The goal is to relieve a symptom, such as pain at an advanced stage of the disease but sometimes at an earlier phase.

  1. Radiotherapy and surgery associations:
  • Postoperative or adjuvant radiotherapy to reduce the risk of local relapse
  • Preoperative or neoadjuvant radiotherapy performed 4 to 6 weeks before the operation.
  • Intraoperative radiotherapy: directly targeted open-air irradiation, avoiding organs at risk as much as possible.
  1. Radio-chemotherapy association:

Indicated in the treatment of tumors with high potential for dissemination and chemo-sensitive tumors. 

Chemotherapy provides targeted support to the largest tumor masses.

  1. The main techniques: 3 main radiotherapy techniques:
  2. External radiotherapy: 

Using a source of rays located outside the patient, at a certain distance from him. This could be a cobalt bomb or a particle accelerator

  1. Curietherapy or brachytherapy:

Uses sealed radioactive sources containing iridium or cesium, placed in tumor tissue or in a natural cavity for intervention

  1. Metabolic radiotherapy: 

Use of radioactive sources, injectable, unsealed, which will attach themselves, thanks to their metabolism, to the target cells:

  • Iodine 131 (thyroid cancers)
  • Phosphorus 32 (Vaquez’s disease)
  • Strontium 89 and Samarium 153 (bone metastases).
  1. Proton therapy and neutron therapy: 

They are little practiced

  1. Most commonly used radiotherapy currently:

Modern brachytherapy is carried out using artificial radioelements such as Cesium 137 and especially Iridium 192.

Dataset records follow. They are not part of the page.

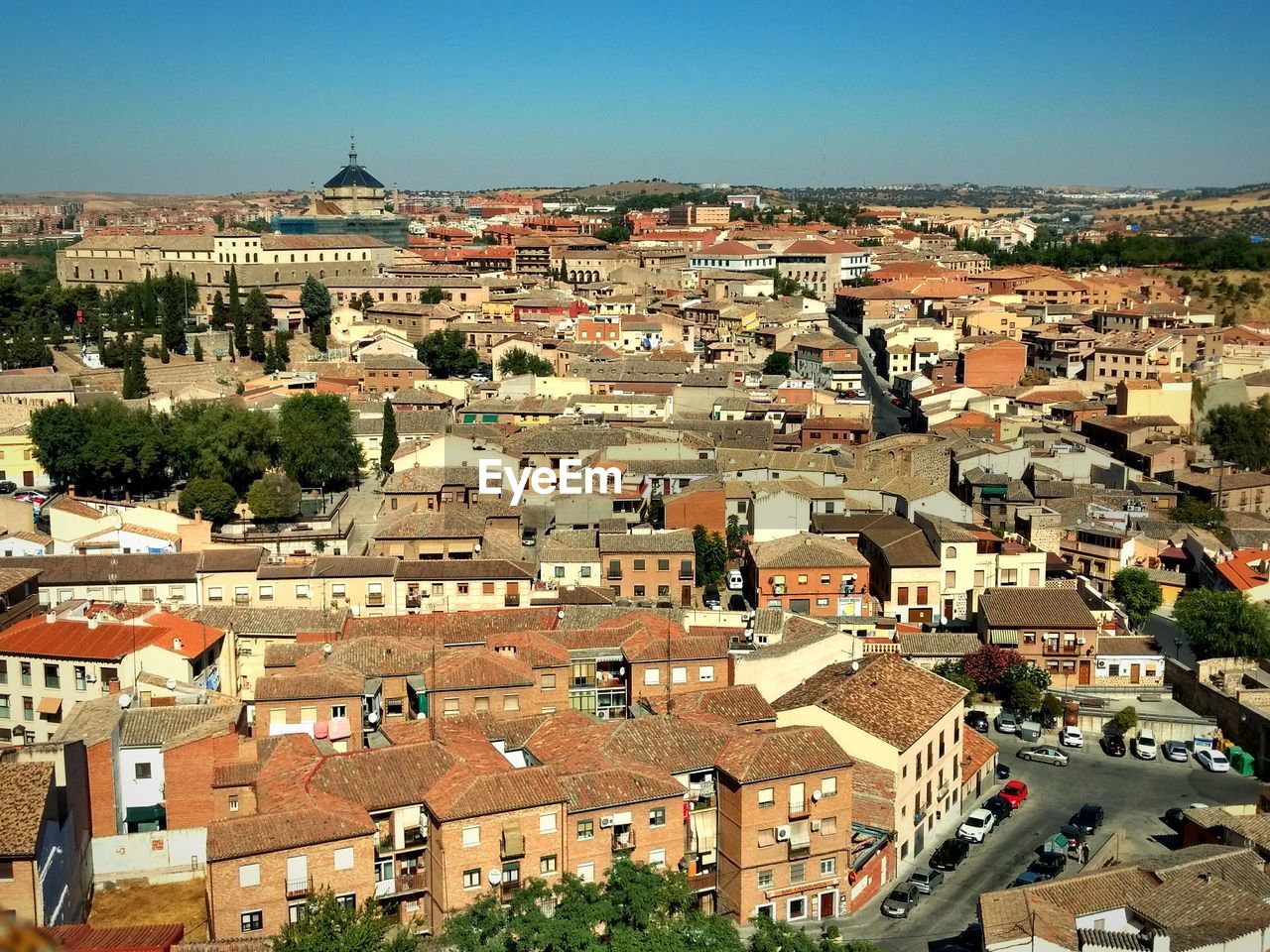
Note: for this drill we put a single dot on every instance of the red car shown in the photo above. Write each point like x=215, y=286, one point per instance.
x=1014, y=793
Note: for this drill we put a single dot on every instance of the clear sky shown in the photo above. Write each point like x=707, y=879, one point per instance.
x=181, y=96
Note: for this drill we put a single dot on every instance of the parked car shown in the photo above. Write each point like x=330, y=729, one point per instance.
x=1051, y=862
x=949, y=855
x=1071, y=738
x=998, y=806
x=1047, y=756
x=1213, y=761
x=1016, y=792
x=926, y=880
x=1087, y=819
x=976, y=825
x=1007, y=722
x=1112, y=746
x=1175, y=751
x=1029, y=879
x=901, y=901
x=1144, y=747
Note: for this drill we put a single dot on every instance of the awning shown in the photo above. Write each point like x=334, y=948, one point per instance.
x=145, y=814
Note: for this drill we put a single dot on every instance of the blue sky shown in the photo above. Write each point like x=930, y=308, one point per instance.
x=176, y=96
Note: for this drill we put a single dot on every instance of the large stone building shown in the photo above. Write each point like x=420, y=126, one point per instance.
x=267, y=262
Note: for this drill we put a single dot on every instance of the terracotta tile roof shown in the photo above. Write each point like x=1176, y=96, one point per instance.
x=24, y=788
x=273, y=832
x=740, y=703
x=463, y=792
x=784, y=752
x=887, y=697
x=1042, y=608
x=384, y=779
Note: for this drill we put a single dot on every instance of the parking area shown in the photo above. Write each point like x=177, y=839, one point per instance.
x=1134, y=794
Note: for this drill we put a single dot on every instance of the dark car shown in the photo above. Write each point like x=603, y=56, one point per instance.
x=1087, y=819
x=998, y=806
x=1112, y=746
x=951, y=855
x=1049, y=862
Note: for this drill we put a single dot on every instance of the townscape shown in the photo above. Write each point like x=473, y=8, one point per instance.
x=656, y=563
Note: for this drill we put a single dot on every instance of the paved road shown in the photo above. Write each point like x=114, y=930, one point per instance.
x=888, y=419
x=1134, y=793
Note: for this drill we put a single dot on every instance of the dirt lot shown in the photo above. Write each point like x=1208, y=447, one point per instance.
x=145, y=904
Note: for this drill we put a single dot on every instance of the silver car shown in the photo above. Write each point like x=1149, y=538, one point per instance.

These artificial radioelements have enabled the development of non-radioactive preparation techniques and have simplified the conditions of radiation protection.

Gamma rays are emitted by sealed radioactive sources introduced into the body: within the tumor in order to destroy the tumor cells there

  1. Interstitial brachytherapy (or endo-brachytherapy):

Where the needles are placed in the tissues themselves. Tumors of the ENT sphere are treated by iridium wires introduced inside fine plastic tubes or hollow metal needles previously placed under local or general anesthesia within the tumor…

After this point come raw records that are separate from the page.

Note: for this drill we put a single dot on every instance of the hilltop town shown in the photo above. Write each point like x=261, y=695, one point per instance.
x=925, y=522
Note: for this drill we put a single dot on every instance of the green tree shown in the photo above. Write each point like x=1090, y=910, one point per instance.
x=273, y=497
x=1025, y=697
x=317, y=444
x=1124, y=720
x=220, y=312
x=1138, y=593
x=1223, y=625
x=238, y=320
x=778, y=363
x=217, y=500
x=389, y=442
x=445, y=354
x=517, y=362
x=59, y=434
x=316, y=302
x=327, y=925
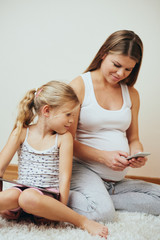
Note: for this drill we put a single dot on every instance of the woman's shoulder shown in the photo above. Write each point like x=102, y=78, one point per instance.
x=134, y=95
x=133, y=91
x=78, y=86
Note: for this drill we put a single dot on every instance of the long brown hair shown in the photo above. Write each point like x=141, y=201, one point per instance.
x=54, y=93
x=123, y=42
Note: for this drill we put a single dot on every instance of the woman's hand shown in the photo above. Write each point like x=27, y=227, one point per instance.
x=115, y=160
x=137, y=162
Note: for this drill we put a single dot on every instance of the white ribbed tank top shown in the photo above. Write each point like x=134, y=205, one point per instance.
x=103, y=129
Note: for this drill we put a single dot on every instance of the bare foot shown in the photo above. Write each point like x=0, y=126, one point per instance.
x=95, y=228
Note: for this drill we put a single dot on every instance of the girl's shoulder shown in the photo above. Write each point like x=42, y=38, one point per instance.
x=65, y=138
x=18, y=138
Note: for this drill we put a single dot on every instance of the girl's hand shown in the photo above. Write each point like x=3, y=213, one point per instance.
x=115, y=160
x=137, y=162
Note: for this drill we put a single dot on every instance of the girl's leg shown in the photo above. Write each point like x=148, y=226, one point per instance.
x=37, y=204
x=89, y=196
x=137, y=196
x=9, y=207
x=9, y=199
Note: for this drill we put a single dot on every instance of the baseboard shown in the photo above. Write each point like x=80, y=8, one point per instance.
x=147, y=179
x=11, y=173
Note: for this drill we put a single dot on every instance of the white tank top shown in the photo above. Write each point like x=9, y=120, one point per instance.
x=38, y=168
x=103, y=129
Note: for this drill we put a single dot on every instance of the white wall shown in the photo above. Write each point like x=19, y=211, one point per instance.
x=42, y=40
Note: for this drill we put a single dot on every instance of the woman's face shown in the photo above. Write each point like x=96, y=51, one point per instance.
x=116, y=67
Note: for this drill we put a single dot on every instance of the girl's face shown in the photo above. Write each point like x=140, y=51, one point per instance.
x=116, y=67
x=61, y=119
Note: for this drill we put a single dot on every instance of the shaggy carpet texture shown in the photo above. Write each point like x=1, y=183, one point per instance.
x=127, y=226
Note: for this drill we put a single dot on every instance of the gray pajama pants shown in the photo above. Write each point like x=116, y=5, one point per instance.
x=98, y=200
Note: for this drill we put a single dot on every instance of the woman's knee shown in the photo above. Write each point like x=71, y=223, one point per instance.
x=98, y=209
x=28, y=200
x=105, y=213
x=10, y=195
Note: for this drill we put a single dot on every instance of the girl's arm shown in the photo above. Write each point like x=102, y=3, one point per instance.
x=10, y=149
x=112, y=159
x=65, y=165
x=133, y=132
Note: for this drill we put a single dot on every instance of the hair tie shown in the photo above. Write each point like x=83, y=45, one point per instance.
x=37, y=94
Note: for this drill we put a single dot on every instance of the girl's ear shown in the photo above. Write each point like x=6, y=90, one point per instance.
x=46, y=110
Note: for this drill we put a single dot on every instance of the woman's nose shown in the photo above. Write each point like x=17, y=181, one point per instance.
x=121, y=72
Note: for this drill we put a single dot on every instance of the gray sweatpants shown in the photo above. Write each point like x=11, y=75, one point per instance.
x=98, y=200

  1. Endocavitary brachytherapy:

Tubes placed in natural cavities. 

Modality used in gynecology

  1. Permanent implants:

Radar capsules left in tissues

  1. Effects of radiotherapy on mature bone tissue:

Major risk: osteoradionecrosis

  1. Surgery: 
  2. Main objectives of surgical treatment:

It most often consisted of a wide tumor excision, removing the peritumoral cellulolymphatic and venous atmosphere.

  1. Radical surgery:

It is defined by the excision of the entire tumor with a sufficient safety margin and of the entire cellulolymphatic and venous atmosphere that could be invaded by regional metastases of the tumor.

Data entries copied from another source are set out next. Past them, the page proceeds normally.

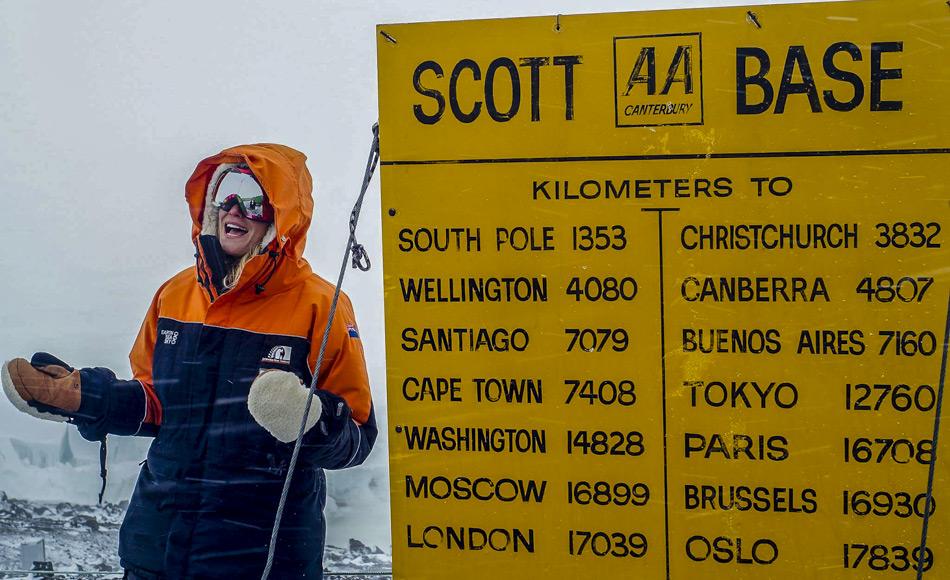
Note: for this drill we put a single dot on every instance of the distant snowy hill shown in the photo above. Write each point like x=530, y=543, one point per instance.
x=67, y=470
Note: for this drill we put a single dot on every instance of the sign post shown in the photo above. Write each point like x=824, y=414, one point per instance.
x=666, y=293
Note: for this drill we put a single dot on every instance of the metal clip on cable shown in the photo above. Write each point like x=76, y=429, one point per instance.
x=361, y=261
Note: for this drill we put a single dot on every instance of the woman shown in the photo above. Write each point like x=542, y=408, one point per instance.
x=219, y=367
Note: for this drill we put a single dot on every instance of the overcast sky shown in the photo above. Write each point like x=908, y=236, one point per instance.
x=106, y=107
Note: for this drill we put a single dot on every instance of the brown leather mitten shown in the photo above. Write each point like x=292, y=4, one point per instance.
x=46, y=391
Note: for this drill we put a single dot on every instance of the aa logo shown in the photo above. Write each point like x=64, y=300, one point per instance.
x=658, y=80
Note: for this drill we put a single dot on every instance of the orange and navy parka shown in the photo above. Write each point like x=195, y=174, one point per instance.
x=206, y=497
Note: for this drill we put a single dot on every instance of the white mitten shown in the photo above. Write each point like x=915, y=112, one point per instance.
x=277, y=400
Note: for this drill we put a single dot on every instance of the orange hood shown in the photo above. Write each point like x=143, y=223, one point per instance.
x=283, y=174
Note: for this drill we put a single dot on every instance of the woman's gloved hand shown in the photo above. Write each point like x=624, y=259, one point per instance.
x=277, y=400
x=44, y=387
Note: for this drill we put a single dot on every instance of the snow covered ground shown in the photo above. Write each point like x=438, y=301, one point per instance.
x=48, y=490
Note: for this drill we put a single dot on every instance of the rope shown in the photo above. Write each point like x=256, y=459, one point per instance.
x=933, y=458
x=358, y=261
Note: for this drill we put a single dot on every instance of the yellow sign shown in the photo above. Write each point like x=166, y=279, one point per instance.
x=666, y=293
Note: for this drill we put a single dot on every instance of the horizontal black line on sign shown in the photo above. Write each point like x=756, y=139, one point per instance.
x=747, y=155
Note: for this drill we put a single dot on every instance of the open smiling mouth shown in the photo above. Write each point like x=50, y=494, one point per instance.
x=234, y=231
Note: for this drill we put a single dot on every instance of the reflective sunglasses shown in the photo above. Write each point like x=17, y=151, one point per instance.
x=239, y=187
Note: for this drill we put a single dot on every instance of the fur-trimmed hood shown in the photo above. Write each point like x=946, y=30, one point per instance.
x=283, y=174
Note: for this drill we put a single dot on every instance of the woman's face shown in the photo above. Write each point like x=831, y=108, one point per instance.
x=237, y=233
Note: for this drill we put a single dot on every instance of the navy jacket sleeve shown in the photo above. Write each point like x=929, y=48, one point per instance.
x=347, y=429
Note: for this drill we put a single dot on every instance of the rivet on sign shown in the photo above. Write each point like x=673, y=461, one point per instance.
x=753, y=18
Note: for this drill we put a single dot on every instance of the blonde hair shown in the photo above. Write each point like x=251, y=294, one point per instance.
x=231, y=278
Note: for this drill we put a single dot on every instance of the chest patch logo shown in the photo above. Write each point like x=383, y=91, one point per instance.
x=278, y=354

  1. Cytoreductive surgery:

This is a non-radical surgery whose aim is to reduce the tumor volume as much as possible , in order to allow optimal action of chemotherapy for highly chemo-sensitive tumors.

  1. Surgery for metastases.
  2. Emergency palliative surgery:

It is surgery of necessity and/or comfort in an incurable patient.

  1. Plastic and reconstructive surgery: It aims to:
  • Either to restore the aesthetic appearance of the silhouette after mutilation made necessary by tumor excision .
  • Either to restore a function after surgical mutilation (chewing and swallowing)
  • Either to repair a loss of musculocutaneous substance caused by the wide excision of a tumor.

Cancer therapies

Untreated cavities can damage the pulp.
Orthodontics aligns teeth and jaws.
Implants replace missing teeth permanently.
Dental floss removes debris between teeth.
A visit to the dentist every 6 months is recommended.
Fixed bridges replace one or more missing teeth.